I’ve always argued that that phrase isn’t objectionable.  Math is hard.  So is throwing a three-point shot in basketball, doing a triple gainer, bowling a perfect game, and changing out a car engine.  One of my favorite episodes of The Bernie Mac Show was when Bernie Mac made this very point:  yes, math is hard…but you do hard things all the time, so why not do math?  (Season 1, Episode 16, Mac 101)

So how do you get better at basketball?  You practice, practice, practice.  The same is true in math, and teachers often tell students this.  And while that’s all true, and certainly good advice, it occurs to me there are two components to being “good at math.”  The first is being good at doing math.  Maybe you’ve just learned how to solve a quadratic equation, and so solving $x^{2} - 3x - 7 = 0$ takes a little effort.  But after you’ve solved a few hundred quadratic equations, it becomes second nature, and you can throw down the solution ($x = \frac{3 \pm \sqrt{37}}{2}$) without hesitation.

But the other component of being “good at math,” and ultimately what it means to be a mathematician, is being good at creating math.  This is far more difficult.  It’s the difference between doing 30 push-ups a day, and inventing a new calisthenic.

So how do you do that?  Let’s consider two of the greatest mathematicians ever:  Gauss and Euler.  They actually talked about what it took to be a great mathematician, and the short form is this:  Never solve a problem one time.

For example, in 1736, Euler proved a result of Fermat, namely that if $p$ is prime and $a < p$, then $a^{p - 1} - 1$ is divisible by  $p$.  Euler proved this, using an induction argument so obscure that it keeps being rediscovered by mathematicians, both great ones (Laplace and Cauchy) and obscure ones (me, actually…this may be the only time I’ve sat at the same table as Euler, Laplace, and Cauchy).

But Euler didn’t stop with one proof.  About every ten years,  he came up with a new way to prove the theorem.  His re-examination of the problem led him to discover the $\varphi$-function (where $\varphi(n)$ is the number of numbers less than $n$ which are relatively prime to $n$) and generalized it to what is now called the Euler-Fermat Theorem:  For any number $N$ and any number $a$ relatively prime to $N$, the least value $x$ for which $a^{x} -1$ is divisible by $N$ is a divisor of $\varphi(N)$.

Incidentally, this result is the basis of modern computer security (the RSA algorithm).

What about Gauss?  In 1799, Gauss proved the Fundamental Theorem of Algebra,namely that a $n$th degree polynomial with real coefficients has $n$ real and/or complex roots.

And then, over the course of his career, Gauss proved the Fundamental Theorem three more times, each time extending the result and developing new mathematics.

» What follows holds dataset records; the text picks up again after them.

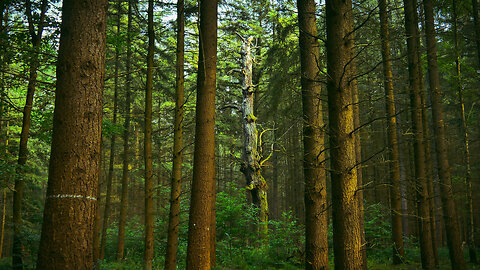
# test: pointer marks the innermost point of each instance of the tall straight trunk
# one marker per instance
(470, 229)
(421, 187)
(35, 39)
(70, 207)
(346, 214)
(148, 255)
(201, 226)
(108, 195)
(394, 153)
(126, 136)
(251, 166)
(314, 165)
(176, 181)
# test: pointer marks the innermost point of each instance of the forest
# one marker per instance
(237, 134)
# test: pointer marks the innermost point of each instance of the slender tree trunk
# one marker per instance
(412, 33)
(314, 165)
(176, 181)
(251, 166)
(395, 196)
(108, 195)
(346, 214)
(149, 222)
(69, 215)
(470, 229)
(36, 39)
(201, 226)
(126, 136)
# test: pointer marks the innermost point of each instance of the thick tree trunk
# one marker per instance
(126, 136)
(395, 196)
(69, 215)
(149, 221)
(314, 165)
(201, 227)
(36, 39)
(176, 181)
(470, 229)
(412, 33)
(108, 195)
(346, 214)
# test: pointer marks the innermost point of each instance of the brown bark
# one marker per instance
(108, 195)
(149, 222)
(35, 39)
(126, 136)
(314, 165)
(68, 222)
(201, 228)
(176, 181)
(395, 196)
(412, 34)
(251, 166)
(470, 229)
(346, 214)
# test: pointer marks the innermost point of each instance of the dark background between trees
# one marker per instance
(411, 152)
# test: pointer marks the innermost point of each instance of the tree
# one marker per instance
(75, 157)
(411, 29)
(126, 136)
(176, 180)
(201, 225)
(36, 40)
(314, 164)
(148, 255)
(340, 77)
(449, 210)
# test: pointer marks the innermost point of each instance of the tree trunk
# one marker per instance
(470, 229)
(251, 166)
(201, 226)
(412, 33)
(149, 222)
(68, 221)
(126, 146)
(395, 196)
(314, 164)
(110, 177)
(176, 181)
(36, 39)
(346, 214)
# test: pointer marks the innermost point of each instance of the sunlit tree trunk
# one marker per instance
(412, 33)
(70, 207)
(36, 40)
(126, 136)
(395, 195)
(346, 214)
(314, 164)
(149, 220)
(176, 181)
(201, 226)
(466, 147)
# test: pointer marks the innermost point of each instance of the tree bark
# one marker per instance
(176, 181)
(126, 136)
(149, 222)
(108, 195)
(68, 222)
(35, 39)
(470, 229)
(412, 33)
(201, 226)
(314, 165)
(395, 196)
(346, 214)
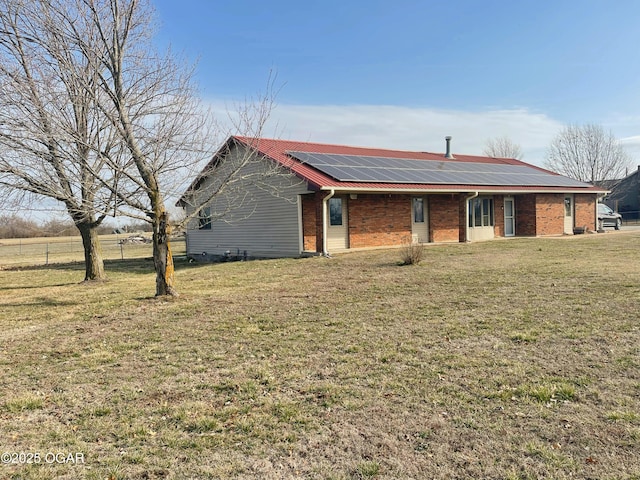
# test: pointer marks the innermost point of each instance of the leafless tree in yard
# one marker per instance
(502, 147)
(151, 101)
(148, 130)
(587, 153)
(54, 135)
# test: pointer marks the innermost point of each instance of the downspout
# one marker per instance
(325, 202)
(466, 211)
(598, 200)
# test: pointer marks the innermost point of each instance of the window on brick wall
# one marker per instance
(481, 212)
(335, 211)
(418, 210)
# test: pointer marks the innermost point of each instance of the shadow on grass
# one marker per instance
(142, 266)
(42, 302)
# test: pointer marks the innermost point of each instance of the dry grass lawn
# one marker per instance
(513, 359)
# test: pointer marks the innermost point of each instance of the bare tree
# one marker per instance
(144, 122)
(502, 147)
(151, 101)
(53, 135)
(587, 153)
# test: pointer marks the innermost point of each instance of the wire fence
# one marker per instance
(631, 218)
(41, 251)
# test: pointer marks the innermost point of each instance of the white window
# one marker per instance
(335, 211)
(481, 212)
(418, 210)
(204, 219)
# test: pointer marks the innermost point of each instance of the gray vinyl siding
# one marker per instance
(260, 223)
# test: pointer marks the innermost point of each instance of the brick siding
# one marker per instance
(379, 220)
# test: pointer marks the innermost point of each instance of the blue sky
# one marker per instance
(404, 73)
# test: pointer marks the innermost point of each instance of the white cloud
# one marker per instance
(419, 129)
(632, 146)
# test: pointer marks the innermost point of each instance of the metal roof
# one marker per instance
(363, 168)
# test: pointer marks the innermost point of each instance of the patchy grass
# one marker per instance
(509, 360)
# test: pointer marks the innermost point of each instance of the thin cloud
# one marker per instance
(420, 129)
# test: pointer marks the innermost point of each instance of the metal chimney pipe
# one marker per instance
(448, 153)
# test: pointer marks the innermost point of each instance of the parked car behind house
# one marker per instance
(608, 218)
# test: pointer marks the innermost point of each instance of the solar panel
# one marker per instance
(355, 168)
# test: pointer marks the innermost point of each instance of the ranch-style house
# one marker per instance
(290, 198)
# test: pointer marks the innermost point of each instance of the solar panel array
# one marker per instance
(356, 168)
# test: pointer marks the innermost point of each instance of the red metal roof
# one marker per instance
(277, 151)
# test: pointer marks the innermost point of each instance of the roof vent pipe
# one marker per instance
(448, 154)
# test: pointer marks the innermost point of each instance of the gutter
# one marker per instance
(325, 202)
(466, 216)
(435, 191)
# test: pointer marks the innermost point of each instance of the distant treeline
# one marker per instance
(15, 226)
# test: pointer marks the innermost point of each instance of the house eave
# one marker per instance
(469, 188)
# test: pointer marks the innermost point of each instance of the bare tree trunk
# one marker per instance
(94, 265)
(162, 257)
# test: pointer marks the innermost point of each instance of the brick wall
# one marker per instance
(549, 214)
(445, 218)
(379, 220)
(498, 215)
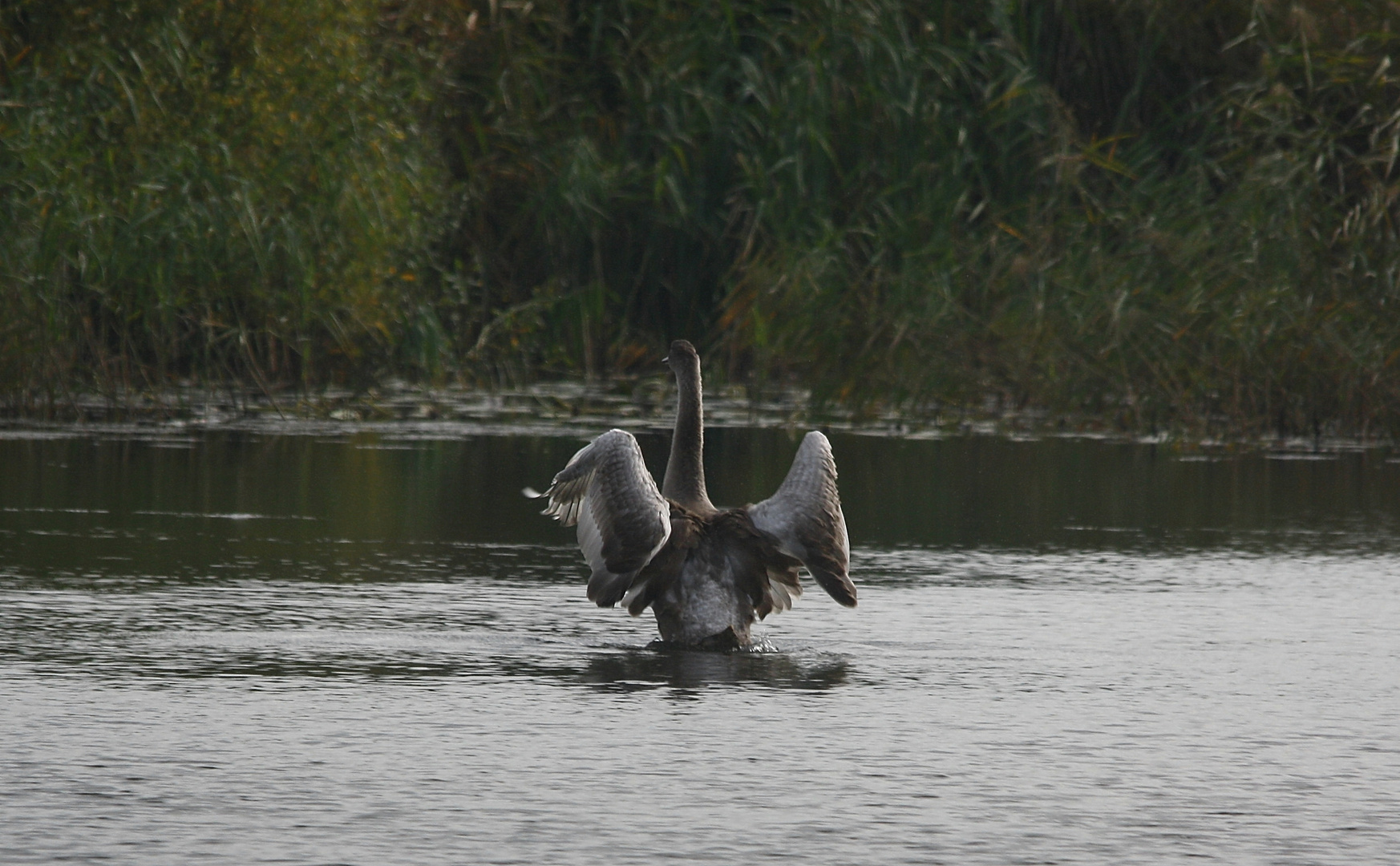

What’s the practical application?  Let’s consider something really basic:  multiplication of two numbers, say $47 \times 153$.  We all know how to do this:  we were taught how to do this computation in school.  We can practice the multiplication algorithm by trying different products:  $47 \times 153$ today, $23 \times 17$ tomorrow, $153 \times 301$ the day after, and so on.  If you do this, you will develop your skills at applying the standard algorithm.

On the other hand, suppose that instead of doing new products the way you were taught, what if you tried to find the same product using a completely different method?  You know what the answer is supposed to be, so you’ll have a good way to check if your method works.

How might that work?  In this case, $47 \times 153$ is the sum of forty-seven $153$s.  So you could add $153 + 153 + 153 + \ldots + 153$.  That’s one method of multiplying; one nice feature of it is that it’s something a first grader can do.  (Granted, you’d probably have them do something easier, like $5 \times 4 = 4 + 4 + 4 + 4 + 4$, but the important thing is that they don’t have to know multiplication to be able to solve the problem “Find $5 \times 4$“)

Obviously, you don’t want to spend the next half hour adding forty-seven $153$s together…but progress comes when someone asks “Can we find a better approach?”  So you start thinking about how to improve the efficiency of your sums.   Maybe tomorrow, you realize $153 = 100 + 50 + 3$, so adding together forty-seven $153$s is the same as adding together forty-seven $100$s, forty-seven $50$s, and forty-seven $3$s.

And even that gets a little tricky, so the day after, you come up with a new insight that allows you to make the addition even more efficient.